なお、この星の上に(31)

 家に帰ると、妹の綾子が「ガーグー」が捕まったと言った。夕食の時間だった。家族の全員が揃った食卓で、妹は健太郎に向けてその話を持ち出した。昭の家に火をつけた疑いだという。町の警察署から刑事が来て、ガーグーを引っ張っていったらしい。
「ガーグーは犯人やない」否定する口調が不必要に強くなった。
「なせ、そんなことがわかる」綾子は尖った声で応じた。
「なせでも、わかるもんはわかる」
 この妹が相手だと、いつも感情的になる。こちらの神経を逆撫でするものがあるらしい。厭わしいことだ。健太郎は妹が苦手だった。冷静になるために、しばらく口を噤んでいようと思った。すると綾子は、
「兄ちゃんは本当の犯人を知っとるのか」とあたかも灰拾いが犯人のような言い方をする。
「知っとるわけないやろう」
「そんならなせ、ガーグーを庇うんか」
「庇うとるわけやない。ガーグーが犯人いう証拠はあるんか」
「そんなこと知らんわ」
「証拠もないのに犯人扱いするのは民主主義やない」
 綾子は憎々しそうに兄を見たものの言葉は返さなかった。自身の頭から出たものとも思えない言葉だったが、妹の好きな「民主主義」で一本取れて健太郎は気分が良かった。

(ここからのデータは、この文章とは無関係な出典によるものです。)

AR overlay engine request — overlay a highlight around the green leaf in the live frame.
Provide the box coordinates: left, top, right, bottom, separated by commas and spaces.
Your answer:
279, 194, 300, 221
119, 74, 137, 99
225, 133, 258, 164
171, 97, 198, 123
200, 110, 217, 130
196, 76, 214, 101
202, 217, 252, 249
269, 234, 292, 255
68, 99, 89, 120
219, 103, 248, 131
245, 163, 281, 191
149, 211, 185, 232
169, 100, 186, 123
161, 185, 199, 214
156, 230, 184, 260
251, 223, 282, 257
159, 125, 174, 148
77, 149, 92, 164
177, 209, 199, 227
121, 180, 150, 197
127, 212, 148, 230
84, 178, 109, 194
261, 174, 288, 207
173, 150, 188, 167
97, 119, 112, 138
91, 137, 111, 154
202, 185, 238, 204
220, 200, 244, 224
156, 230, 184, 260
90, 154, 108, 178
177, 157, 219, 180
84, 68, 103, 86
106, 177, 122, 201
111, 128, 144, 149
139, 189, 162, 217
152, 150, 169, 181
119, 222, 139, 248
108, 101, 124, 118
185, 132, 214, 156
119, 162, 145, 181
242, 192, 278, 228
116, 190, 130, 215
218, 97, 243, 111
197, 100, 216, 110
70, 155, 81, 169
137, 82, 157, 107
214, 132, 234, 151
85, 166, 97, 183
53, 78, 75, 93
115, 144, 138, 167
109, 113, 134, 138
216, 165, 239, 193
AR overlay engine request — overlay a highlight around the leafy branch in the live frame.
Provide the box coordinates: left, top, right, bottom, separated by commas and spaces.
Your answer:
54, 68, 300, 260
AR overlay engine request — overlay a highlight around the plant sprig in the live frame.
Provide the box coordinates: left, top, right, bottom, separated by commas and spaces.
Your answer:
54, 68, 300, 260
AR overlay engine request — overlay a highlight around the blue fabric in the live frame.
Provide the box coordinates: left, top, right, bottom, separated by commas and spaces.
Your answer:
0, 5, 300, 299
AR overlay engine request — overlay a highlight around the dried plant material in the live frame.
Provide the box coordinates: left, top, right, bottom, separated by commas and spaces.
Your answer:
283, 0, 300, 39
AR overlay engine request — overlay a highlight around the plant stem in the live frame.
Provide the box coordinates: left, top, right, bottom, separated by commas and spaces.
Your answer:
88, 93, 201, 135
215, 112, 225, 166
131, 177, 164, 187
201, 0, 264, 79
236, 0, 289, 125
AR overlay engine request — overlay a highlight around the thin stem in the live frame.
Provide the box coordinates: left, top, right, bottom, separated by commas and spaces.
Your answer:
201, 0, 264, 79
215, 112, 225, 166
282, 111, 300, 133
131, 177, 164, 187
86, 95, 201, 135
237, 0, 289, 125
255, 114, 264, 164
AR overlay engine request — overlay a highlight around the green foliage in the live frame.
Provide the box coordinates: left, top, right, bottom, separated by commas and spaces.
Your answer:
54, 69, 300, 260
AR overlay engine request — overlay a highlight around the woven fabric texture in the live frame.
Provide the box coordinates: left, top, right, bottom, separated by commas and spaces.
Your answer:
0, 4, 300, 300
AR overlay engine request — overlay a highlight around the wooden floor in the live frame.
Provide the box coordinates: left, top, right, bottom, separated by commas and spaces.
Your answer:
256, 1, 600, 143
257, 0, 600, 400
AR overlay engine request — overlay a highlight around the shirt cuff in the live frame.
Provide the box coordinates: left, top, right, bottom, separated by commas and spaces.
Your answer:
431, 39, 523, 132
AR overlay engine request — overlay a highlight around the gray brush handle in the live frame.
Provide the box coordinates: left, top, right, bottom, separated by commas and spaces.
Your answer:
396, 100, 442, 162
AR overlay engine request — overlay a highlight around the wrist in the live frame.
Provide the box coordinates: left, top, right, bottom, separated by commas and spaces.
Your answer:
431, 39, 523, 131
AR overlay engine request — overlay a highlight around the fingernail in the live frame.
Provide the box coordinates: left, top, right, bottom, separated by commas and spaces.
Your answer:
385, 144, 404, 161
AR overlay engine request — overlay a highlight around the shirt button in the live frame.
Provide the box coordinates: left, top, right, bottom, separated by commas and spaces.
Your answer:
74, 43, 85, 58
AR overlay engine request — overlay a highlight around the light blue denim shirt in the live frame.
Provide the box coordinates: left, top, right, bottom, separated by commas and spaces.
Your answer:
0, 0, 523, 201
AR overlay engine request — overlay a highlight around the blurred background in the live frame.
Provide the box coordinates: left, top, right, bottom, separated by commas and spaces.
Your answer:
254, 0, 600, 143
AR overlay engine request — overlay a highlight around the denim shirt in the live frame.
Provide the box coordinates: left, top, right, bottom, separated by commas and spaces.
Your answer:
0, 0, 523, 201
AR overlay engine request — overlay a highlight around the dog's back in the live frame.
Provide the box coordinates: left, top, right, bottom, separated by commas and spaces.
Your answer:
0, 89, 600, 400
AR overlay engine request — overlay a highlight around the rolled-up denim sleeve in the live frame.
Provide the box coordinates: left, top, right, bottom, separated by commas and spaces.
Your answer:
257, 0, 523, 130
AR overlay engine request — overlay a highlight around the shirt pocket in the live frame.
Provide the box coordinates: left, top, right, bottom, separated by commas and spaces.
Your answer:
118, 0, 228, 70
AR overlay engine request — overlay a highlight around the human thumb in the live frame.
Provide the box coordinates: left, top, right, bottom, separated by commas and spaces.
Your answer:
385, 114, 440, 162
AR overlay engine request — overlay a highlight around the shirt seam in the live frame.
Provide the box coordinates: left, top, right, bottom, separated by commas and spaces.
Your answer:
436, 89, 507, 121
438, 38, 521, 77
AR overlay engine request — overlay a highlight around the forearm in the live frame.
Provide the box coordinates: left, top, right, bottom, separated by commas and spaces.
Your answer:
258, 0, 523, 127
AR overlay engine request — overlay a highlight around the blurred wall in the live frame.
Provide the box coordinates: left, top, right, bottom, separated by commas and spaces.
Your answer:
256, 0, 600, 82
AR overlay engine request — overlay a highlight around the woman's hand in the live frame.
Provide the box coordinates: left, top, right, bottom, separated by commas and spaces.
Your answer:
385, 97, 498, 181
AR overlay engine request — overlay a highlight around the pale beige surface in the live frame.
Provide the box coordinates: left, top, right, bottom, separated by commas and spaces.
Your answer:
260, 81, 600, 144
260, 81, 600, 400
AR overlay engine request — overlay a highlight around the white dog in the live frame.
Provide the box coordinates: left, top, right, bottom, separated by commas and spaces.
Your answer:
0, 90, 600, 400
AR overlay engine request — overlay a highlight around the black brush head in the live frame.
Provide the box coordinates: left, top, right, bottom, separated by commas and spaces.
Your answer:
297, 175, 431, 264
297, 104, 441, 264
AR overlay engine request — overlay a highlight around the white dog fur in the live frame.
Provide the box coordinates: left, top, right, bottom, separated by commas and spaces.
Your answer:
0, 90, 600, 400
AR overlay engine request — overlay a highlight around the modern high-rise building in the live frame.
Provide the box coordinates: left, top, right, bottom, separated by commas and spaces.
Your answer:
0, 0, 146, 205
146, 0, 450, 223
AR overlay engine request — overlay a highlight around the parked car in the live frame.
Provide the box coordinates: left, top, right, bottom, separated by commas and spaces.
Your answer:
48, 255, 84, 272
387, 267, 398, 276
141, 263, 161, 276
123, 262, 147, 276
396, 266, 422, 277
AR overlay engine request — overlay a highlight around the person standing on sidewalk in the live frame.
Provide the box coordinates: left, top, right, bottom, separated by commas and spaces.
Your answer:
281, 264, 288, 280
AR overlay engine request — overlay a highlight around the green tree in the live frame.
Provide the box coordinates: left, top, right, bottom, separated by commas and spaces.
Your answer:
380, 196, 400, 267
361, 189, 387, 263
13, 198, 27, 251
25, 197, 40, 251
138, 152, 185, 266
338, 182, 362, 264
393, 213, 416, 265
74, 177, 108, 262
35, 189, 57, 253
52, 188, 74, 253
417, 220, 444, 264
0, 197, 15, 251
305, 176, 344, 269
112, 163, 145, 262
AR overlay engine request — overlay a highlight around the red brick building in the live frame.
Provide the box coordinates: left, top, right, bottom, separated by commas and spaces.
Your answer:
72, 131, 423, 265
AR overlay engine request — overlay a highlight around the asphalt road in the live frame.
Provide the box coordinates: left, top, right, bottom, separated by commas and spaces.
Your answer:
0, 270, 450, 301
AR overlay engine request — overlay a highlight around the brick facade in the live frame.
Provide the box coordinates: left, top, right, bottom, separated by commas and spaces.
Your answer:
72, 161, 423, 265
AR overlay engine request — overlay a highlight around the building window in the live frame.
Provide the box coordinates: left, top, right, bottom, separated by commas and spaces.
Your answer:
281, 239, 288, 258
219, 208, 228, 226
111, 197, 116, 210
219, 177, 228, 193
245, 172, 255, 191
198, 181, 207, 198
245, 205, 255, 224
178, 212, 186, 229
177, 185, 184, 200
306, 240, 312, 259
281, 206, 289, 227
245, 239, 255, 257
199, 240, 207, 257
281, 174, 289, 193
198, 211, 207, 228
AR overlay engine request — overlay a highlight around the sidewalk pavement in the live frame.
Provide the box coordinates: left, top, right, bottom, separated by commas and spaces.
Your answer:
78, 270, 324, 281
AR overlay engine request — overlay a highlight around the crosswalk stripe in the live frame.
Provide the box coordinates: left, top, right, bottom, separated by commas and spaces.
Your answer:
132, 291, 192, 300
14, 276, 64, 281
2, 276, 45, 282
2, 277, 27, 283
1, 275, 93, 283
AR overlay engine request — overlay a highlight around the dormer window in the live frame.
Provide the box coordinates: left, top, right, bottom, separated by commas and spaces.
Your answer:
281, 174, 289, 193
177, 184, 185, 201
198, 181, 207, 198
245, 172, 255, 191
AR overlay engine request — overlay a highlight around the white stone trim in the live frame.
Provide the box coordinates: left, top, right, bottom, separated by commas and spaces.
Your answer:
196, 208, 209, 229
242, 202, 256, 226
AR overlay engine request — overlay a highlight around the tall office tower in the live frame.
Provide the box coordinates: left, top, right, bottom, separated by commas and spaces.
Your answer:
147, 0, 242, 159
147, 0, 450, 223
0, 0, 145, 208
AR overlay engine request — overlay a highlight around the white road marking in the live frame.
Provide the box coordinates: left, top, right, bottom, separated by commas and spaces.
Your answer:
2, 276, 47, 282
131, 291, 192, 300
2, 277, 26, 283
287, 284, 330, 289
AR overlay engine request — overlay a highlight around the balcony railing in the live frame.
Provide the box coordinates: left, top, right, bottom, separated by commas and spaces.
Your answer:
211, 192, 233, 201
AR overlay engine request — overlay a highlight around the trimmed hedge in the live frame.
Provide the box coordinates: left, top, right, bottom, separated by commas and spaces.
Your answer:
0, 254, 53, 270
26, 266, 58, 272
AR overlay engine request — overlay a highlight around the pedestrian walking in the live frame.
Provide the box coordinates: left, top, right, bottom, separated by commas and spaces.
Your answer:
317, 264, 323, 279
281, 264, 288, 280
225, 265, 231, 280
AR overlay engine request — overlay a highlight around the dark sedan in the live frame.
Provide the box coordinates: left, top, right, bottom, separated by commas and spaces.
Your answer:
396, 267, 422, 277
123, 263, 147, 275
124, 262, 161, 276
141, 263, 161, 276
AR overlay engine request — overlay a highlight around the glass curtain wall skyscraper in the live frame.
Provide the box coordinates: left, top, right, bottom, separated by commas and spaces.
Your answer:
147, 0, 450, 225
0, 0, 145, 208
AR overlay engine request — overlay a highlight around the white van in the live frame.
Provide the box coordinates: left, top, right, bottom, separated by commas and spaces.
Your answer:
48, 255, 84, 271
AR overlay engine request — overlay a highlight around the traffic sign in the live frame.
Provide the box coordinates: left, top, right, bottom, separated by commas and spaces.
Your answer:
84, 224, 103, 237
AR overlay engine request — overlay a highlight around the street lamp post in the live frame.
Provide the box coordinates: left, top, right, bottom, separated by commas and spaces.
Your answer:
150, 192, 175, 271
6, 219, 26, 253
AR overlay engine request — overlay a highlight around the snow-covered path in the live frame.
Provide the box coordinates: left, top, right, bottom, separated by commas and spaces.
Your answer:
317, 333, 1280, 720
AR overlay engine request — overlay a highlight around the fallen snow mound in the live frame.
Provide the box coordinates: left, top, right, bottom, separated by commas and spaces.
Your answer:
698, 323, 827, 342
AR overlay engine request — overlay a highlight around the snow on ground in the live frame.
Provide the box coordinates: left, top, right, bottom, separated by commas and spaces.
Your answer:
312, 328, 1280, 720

「おばあちゃんも灰せせりは犯人やないと思うな」祖母がどちらの肩を持つわけでもなく穏やかに言葉を挟んだ。「あれは言葉が不自由なかわいそうな男やよ。口は利かれんが、悪い人間やない。人の家に火をつけるような悪い者やない」
「やっとることは、あまり褒められることやないですけどな」父親が言葉を添えた。
 副業のことを言っているらしい。
「骨を食べとるんよ」と綾子は言った。
 そんなことを信じるほどに妹は愚かなのだ、と健太郎はいくらかの憐憫をまじえて思った。
「やっぱり火付けかの」祖父が言った。
「警察はそう見ておるようですな」父親は感情をあらわさずに答えた。「最初に駆けつけた消防団の人らが言うには、火は家の外側からまわっとるそうなんで」
「どっちにしても犯人を見つけんことには安心できんの」そう言って、祖父は窺うように健太郎のほうを見た。
「厭なことがつづくの」父親が難しい顔をして呟いた。
「本当ですな」膳の世話をしている母親が受けた。
 その夜、寝床のなかで健太郎は半鐘の音を聞いた気がした。もちろん錯覚だ。そう思ってみても、音の余韻はいつまでも耳の奥に残りつづけた。「幻聴」という言葉を思い浮かべた。脳のどこかで生まれるらしい音は、予言めいた色合いを帯びていた。平穏無事であることも恐ろしい。この静けさが破られる瞬間こそ恐ろしい。そんな感じ方のなかにいた。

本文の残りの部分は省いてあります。